Automatic Goal Generation for Reinforcement Learning Agents
Florensa et al., 2018
Summary
- Curriculum learning applied to RL context
- Generates target goals during training using GAN to ensure goals are of ‘intermediate’ difficulty
- Experiments with Ant on plane and in maze
- Links: [ website ] [ pdf ]
Background
- Most of the recent successes in RL are in settings where the agent is trained to optimize a single reward function for a single task.
- Want to create agents that can perform a variety of tasks
- Maximize average success rate over all possible goals
- Graves et al., 2017 focuses on supervised setting, can’t apply learning progres signals to RL setting with sparse rewards
Methods
- Define goal-parametrized reward function that indicates whether the agent reaches the goal within T steps
- For a given policy, expected return for the goal is the probability of success
- Captures the property that it may be difficult to tell if agent is getting closer to goal, but easy to tell if it’s achieved
- Overall objective is to find a policy that maximizes the average probability of success over goals sampled from a (test) goal distribution
- First, label set of goals as intermediate difficulty if expected reward for the goal with the current policy is between some min and max value (e.g. 0.1-0.9)
- Second, generate new goals of intermediate difficulty using a GAN
- Modified to also be trained on “negative examples”

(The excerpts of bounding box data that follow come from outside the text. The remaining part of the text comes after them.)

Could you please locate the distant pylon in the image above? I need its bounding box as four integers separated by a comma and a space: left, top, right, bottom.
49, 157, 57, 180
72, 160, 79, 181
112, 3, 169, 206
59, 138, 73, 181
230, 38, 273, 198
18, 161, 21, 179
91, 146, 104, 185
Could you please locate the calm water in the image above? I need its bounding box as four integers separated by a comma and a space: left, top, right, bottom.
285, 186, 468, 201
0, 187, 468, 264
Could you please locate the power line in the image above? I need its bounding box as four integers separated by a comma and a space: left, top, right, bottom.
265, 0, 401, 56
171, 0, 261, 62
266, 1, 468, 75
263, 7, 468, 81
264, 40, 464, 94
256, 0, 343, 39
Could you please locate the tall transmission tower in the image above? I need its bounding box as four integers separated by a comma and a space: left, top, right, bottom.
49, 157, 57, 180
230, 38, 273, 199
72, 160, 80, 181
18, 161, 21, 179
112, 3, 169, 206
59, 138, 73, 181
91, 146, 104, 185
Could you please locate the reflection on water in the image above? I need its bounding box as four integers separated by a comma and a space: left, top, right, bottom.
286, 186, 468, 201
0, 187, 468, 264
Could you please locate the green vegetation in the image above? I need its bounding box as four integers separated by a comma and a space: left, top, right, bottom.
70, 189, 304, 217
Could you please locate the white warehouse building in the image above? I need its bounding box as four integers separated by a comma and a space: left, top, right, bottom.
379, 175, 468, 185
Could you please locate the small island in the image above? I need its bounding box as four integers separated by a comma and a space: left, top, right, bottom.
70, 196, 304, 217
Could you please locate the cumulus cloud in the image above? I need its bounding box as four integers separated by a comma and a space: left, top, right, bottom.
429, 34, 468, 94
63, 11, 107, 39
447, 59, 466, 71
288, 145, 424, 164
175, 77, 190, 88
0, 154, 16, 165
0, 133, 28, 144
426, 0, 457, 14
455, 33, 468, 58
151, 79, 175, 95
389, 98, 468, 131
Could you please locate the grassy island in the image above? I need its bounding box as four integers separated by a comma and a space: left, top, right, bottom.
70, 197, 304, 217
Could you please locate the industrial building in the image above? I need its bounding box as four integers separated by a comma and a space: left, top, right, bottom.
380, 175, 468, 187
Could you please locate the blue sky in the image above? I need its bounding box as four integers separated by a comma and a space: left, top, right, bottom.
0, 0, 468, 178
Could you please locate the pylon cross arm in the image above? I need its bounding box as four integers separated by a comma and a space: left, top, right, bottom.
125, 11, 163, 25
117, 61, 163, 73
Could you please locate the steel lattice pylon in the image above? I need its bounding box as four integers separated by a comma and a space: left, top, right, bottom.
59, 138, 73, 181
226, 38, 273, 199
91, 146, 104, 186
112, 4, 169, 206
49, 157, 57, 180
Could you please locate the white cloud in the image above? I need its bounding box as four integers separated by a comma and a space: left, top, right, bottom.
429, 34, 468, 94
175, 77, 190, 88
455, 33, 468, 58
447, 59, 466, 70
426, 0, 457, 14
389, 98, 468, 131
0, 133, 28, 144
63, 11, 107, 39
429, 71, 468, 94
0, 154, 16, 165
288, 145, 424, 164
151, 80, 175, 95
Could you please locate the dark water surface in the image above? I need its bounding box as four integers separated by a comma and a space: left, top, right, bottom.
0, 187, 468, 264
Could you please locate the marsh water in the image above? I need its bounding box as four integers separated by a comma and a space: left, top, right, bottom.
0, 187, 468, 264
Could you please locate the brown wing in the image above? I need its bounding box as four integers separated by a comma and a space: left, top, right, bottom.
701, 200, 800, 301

- Update policy based on these goals, and repeat
Results
- Test on ant on plane and in maze, where goals are $(x,y)$ position
- Increased efficiency compared to uniform sampling, with and without l2 distance reward. Slightly better than asymetirc self-play and SAGG-RIAC in maze
- About 20% of generated goals are intermediate difficulty, even as policy improves
- Growing ring of goals in Free Ant
- Clear benefit of generating appropriate goals when feasible states are a lower-dimensional subset of the full state space
Conclusion
- Training the GAN on all previous goals actually doesn’t do that bad, for 2D
- No novelty based baselines, but using coverage as metric